Можно ли удовлетвориться личной своей жизнью? Граф Толстой решительно это отрицает.

“Все те бесчисленные дела, которые мы делаем для себя, в будущем не нужны; все это обман, которым мы сами обманываем себя. Притчей о виноградарях Христос разъясняет этот источник заблуждения людей… заставляющего их принимать призрак жизни, свою личную жизнь, за жизнь истинную. Люди, живя в хозяйском обработанном саду, вообразили, что они собственники этого сада. И из этого ложного представления вытекает ряд безумных и жестоких поступков, кончающихся их изгнанием, исключением из жизни; точно так же мы вообразили себе, что жизнь каждого из нас есть наша личная собственность, что мы имеем право на нее и можем пользоваться ею как хотим, ни перед кем не имея никаких обязательств. По учению Христа люди должны “понимать и чувствовать”, что со дня рождения и до смерти они всегда в неоплатном долгу перед кем-то, перед жившими до них и перед живущими и имеющими жить, и перед тем, что было и есть и будет началом всего”.

Несколькими строками ниже Толстой говорит и понятнее: “Жизнь истинная есть только та, которая продолжает жизнь прошедшую, содействует благу жизни современной и благу жизни будущей”.

Хотя мысль эта выражена в очень общей и потому совершенно неубедительной форме, я все же думаю, что ни наука, ни философия ничего против нее возразить не могут. Человек как личность на самом деле находится в неоплатном долгу перед жившими, живущими и имеющими жить, и давно уже не только сказано, но и доказано, что один, предоставленный самому себе, он может разве лишь с успехом обрасти шерстью. Толстой вообще не устает называть личную жизнь призраком – призрачной, из чего совершенно естественно вытекает вывод, что истинная жизнь может быть основана лишь на отречении от себя для служения людям.

3) Современное учение мира противоречит учению Христа. Толстой постоянно возвращается к этой мысли, и, надо согласиться, в этом сила его учения.

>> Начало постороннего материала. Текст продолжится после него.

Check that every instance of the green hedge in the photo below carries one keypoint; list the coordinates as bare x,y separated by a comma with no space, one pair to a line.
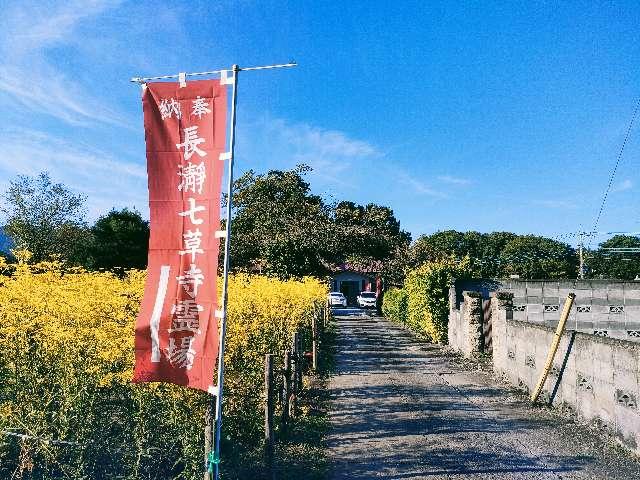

Он шел как-то по Москве и увидел сторожа, грубо отгонявшего нищего от ворот, где нищим стоять было воспрещено. “Евангелие читал?” – спросил сторожа Толстой. “Читал”. – “А читал: “И кто накормит голодного!..” Я сказал ему это место. Он знал его, выслушал. И я видел, что он смущен. Ему, видно, больно было чувствовать, что он, отлично исполняя свою обязанность, гоняя народ оттуда, откуда велено гонять, вдруг оказался неправ. Он был смущен и видимо искал отговорки. Вдруг в умных черных глазах его блеснул свет; он повернулся ко мне боком, как бы уходя. “А наш устав читал?” – спросил он. Я сказал, что не читал. “Так и не говори”, – сказал сторож, тряхнув победоносно головой, и, запахнув тулуп, молодецки пошел к своему месту. Это был единственный человек во всей моей жизни, строго логически разрешивший тот вечный вопрос, который при нашем общественном строе стоял передо мною и стоит перед каждым, называющим себя христианином”.